The ‘base’ and ‘superstructure’ model

The superstructure: Institutions all function in a way that maintains the power of the rich and exploits the workers.

The base: The power of the ruling class comes from its ownership and therefore control of capital, land an industry, which Marx called the means of production.  The working class, on the other hand, depends on the bourgeoisie for employment in order to live.

The superstructure exists to transmit bourgeois ideology and, in particular, to make sure that the mass of society subscribes to ruling-class ideas about how society should be organised and does not complain too much about the inequality that exists          e.g. in income and wealth.

Marx argued that the social relations of production between the bourgeoisie and proletariat are unequal, exploitive and create class conflict.

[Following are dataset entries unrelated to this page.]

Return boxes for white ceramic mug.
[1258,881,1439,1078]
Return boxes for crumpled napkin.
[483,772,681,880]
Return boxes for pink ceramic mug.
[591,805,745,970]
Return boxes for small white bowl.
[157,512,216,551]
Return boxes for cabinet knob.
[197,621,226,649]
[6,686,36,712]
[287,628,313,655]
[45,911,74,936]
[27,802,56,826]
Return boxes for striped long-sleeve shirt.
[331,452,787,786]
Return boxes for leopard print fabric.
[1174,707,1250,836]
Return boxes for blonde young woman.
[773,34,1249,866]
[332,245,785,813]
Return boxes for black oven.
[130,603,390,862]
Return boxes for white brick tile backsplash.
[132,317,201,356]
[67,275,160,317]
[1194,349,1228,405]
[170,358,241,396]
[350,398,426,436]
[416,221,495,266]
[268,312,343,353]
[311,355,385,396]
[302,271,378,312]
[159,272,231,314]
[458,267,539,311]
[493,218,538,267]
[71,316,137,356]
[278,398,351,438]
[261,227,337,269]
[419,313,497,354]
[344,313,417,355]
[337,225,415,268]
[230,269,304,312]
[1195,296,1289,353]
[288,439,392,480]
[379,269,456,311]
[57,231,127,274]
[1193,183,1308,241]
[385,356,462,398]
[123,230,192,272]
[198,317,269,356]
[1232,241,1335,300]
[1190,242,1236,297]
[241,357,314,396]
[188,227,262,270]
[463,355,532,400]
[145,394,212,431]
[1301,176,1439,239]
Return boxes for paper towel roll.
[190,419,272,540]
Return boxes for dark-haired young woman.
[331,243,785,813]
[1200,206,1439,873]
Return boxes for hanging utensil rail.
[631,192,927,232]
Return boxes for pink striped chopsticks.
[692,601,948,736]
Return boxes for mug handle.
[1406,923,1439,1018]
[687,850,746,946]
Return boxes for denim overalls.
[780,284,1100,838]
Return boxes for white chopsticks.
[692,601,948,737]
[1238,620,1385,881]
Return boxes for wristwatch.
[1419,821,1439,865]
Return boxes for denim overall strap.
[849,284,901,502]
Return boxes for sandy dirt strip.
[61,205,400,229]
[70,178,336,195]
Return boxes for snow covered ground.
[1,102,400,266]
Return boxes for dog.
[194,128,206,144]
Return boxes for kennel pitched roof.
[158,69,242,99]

Capitalism’s relentless pursuit of profit means that wages are kept low as possible and the bourgeoisie pockets the difference between what they pay their workers and the value of the goods produced by workers.

This ‘surplus value-The excess of value produced by the labour of workers over the wages they are paid’ (Profit made) forms the basis of their great wealth.  Moreover, workers lose their jobs as new technology is introduced in order to increase output and therefore profits.

Class conflict is likely to occur and Marx predicted a revolution to overthrow the capitalist system and replace it with a classless, equal society.

Marx argued that capitalism will eventually be replaced by communist society- the means of production will be communally owned.



Both theories are macro approaches to studying society.

Marxists claim that social stratification divides society and is used by the rich and powerful to exploit others.  See it as a mechanism whereby some exploit others, rather than as a means of furthering collective goals.

Are economic relations the only reason why society is stratified today? Why (not)?

Marx is accused of being deterministic or reductionist, in that all his major ideas are based on the economic relationships between the bourgeoisie and proletariat. For example, he argued that all inequalities were ultimately reducible to social class. For example, the conflict between Catholics and Protestants, although religious in nature, would be seen by Marxists as driven by underlying class differences. However, many contemporary conflicts such as those rooted in nationalism, ethnicity and gender, cannot be explained adequately in economic terms.

Is a working-class revolution ever going to happen?! Why (not)?

Marx’s prediction that the working-class would become ‘class conscious’ because they would experience extreme misery and poverty, and therefore seek to transform the capitalist system, has not yet occurred.   Although Western capitalist society has had problems, such as poverty and homelessness, they do have a reasonably good record in terms of democracy and workers’ rights.  Moreover, the living standards of the working-class has risen, which could suggest that the working-class people are sensibly reconciled to capitalism rather than being ‘falsely conscious’.  In other words they appreciate the benefits of capitalism despite being aware of the inequalities generated by it.